In Genesis 21:1, we learn that Abraham remarried three years after the death of Sarah. Once his son Isaac was married off, Abraham, at age 140, married Keturah, who bore him six children.
But who exactly was Keturah and why did Abraham marry her? What pushed him to have six more children so late in life?
Rashi tells us that Keturah was one and the same as Hagar, whom Abraham had married more than 50 years prior (when he was 85 years of age), and who bore his firstborn, Ishmael.1
So why the name change? To teach us that she was pure and good like ketoret, the incense that was offered to G‑d on the altar in the Holy Temple.
You might recall that Hagar had been chased out of Abraham’s home when her son was misbehaving. For many years, she was away from Abraham and his influence.2 Yet during all their years apart, she never cohabited with another man and remained faithful and true to the ethics that Abraham taught.3 Hence, this was another reason for the name change: in Aramaic, keturah means “bound,” and Hagar remained connected to Abraham throughout all those years.4
But if Abraham had intended to remarry Hagar after Sarah died, why did he wait until Isaac married three years later?
Interestingly, Isaac was the matchmaker.5 Soon after his mother’s passing, he traveled to Hagar and brought her back to Abraham’s home. He obviously had positive feelings towards his stepmother and considered her worthy of remarrying his father after his own mother passed away.
Yet, Abraham chose to wait until Isaac was married before he himself remarried. From here the sages learn that one whose wife passes away and who has older children should ideally first see to it that his children are settled before he gets remarried.6
This still doesn’t explain why Abraham chose to get married and have children at age 140. Even in those days, 140 was old (Abraham passed away at 175 and is considered to have lived until a ripe, old age)!
Yet to Abraham, it was important to have many children. Why?
According to the Talmud, one very simple reason for having many children is that you don’t know which one will give you nachat.7 Obviously, Abraham had nachat and spiritual continuity through Isaac, so this most probably wasn’t his worry. So what other reason might he have had for remarrying and siring more children?

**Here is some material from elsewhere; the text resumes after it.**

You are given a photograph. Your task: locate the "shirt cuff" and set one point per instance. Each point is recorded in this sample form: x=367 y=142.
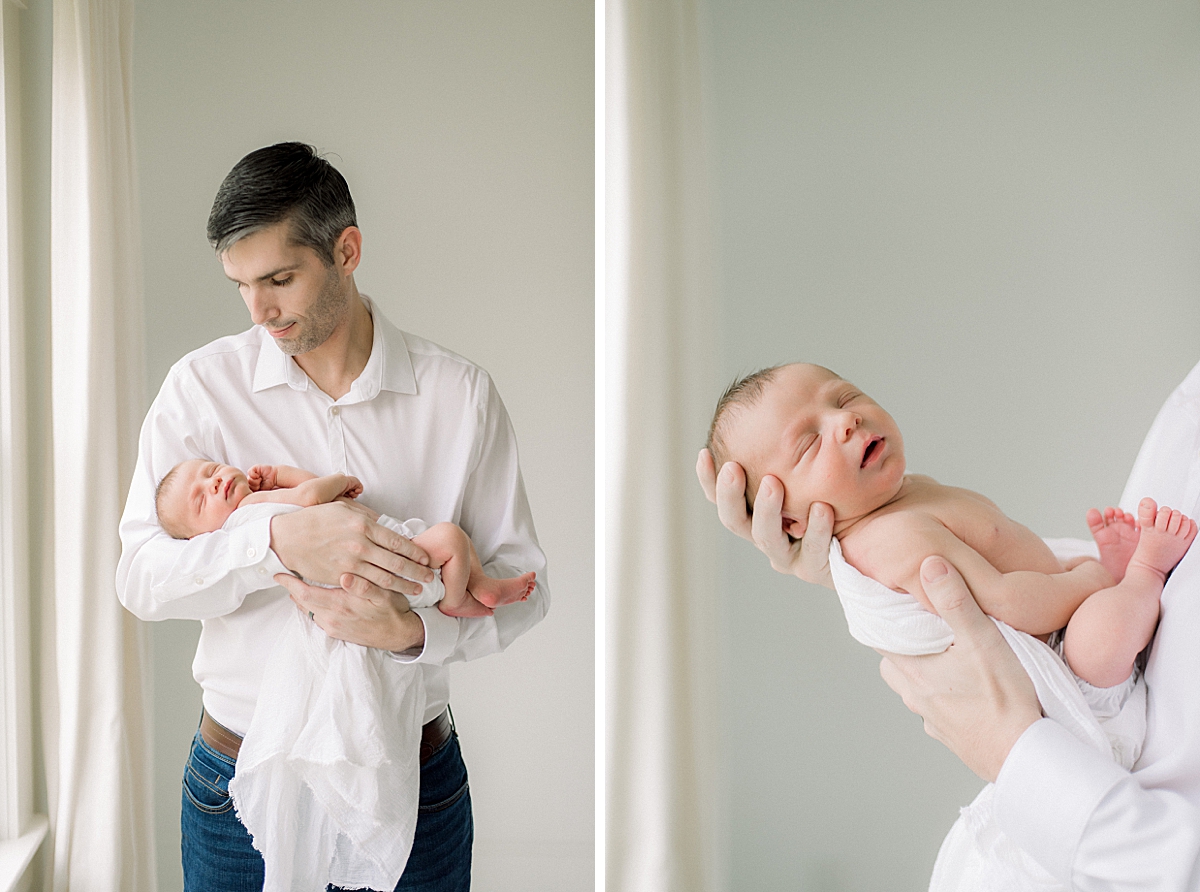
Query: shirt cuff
x=244 y=554
x=441 y=638
x=1047 y=791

Simple. The first mitzvah that G‑d ever gave to mankind was to Adam and Eve immediately after their creation: “Be fruitful and multiply!” He repeated those same words to Noah and his family after the decimation of the Flood: Go have babies!
Overpopulation is not a worry for G‑d; it’s His desire that the world be full of human beings who are decent and good. The world is big enough for us all.

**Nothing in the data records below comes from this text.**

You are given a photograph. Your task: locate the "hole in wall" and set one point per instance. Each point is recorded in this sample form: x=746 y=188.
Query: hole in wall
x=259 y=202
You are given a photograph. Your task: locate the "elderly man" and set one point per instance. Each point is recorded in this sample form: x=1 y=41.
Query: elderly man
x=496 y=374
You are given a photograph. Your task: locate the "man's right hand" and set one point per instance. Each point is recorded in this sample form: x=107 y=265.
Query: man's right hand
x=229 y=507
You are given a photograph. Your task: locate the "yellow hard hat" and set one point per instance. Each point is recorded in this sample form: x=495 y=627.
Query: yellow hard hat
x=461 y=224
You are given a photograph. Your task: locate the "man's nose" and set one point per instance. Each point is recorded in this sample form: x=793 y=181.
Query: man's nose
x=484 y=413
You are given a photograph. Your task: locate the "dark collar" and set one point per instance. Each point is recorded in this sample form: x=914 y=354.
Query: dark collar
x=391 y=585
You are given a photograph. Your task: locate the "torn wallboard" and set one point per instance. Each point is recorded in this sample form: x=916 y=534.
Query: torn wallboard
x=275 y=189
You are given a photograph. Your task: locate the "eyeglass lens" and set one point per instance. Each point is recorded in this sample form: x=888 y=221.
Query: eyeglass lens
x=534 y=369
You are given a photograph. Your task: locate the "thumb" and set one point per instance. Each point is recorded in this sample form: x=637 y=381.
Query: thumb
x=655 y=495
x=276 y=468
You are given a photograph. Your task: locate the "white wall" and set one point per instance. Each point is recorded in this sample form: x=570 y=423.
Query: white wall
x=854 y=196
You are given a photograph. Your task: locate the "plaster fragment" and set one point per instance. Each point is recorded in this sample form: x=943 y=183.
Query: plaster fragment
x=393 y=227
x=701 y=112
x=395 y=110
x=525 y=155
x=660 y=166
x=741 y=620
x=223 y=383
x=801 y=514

There is no greater act of service we can do than bestowing life onto another human being. The gift of life is truly the greatest gift of all. So while Abraham had already created a nation through Isaac, he still felt obligated to gift life to others.8
An idea that the Lubavitcher Rebbe spoke passionately about many times, especially during the ’80s, was bringing many children into the world. He saw this as a Divine endeavor and a source of tremendous blessing for the parents, the community and the world.

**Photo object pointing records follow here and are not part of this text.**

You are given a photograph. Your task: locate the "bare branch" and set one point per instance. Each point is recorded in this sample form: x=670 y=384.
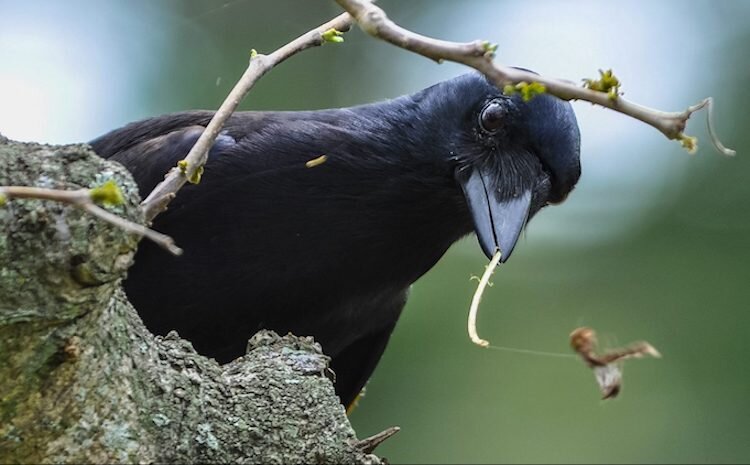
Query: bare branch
x=164 y=192
x=369 y=444
x=82 y=198
x=479 y=55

After World War II, the Ponevezher Rav, Rabbi Yosef Shlomo Kahneman, used to visit Miami annually to raise funds for his yeshivah. Rabbi Berel Wein, who was a congregational rabbi in Miami during that period, related this story:
One day, the Ponevezher Rav called me and asked me to arrange a meeting in my home with the younger couples affiliated with my congregation. I told him that I would do so, but I cautioned him that I did not think that he would raise much money from them. He gently told me that he was not going to speak to them about donations at all.
At that meeting, which was very well-attended, the Ponevezher Rav rose and said to them: “My beloved children, the souls of a million and a half Jewish children murdered in the Holocaust are floating in the air above us. Your task is to give those souls bodies to live in.”
On a personal note, I’m the oldest of 12 children, and both my parents come from large families, so I have over 200 first cousins! I can confidently say that big families are pure blessing. I pray that my wife and I should continue to be blessed with the incredible gift of bringing children into this world.
The Talmud says: “The son of David (Moshiach) will not arrive until all the souls in the treasury in heaven [which is referred to as guf] are brought into this world.”9
I’ll leave you with this final thought: You will never regret the kids you have, but too many people regret the ones they didn’t bring into this beautiful world.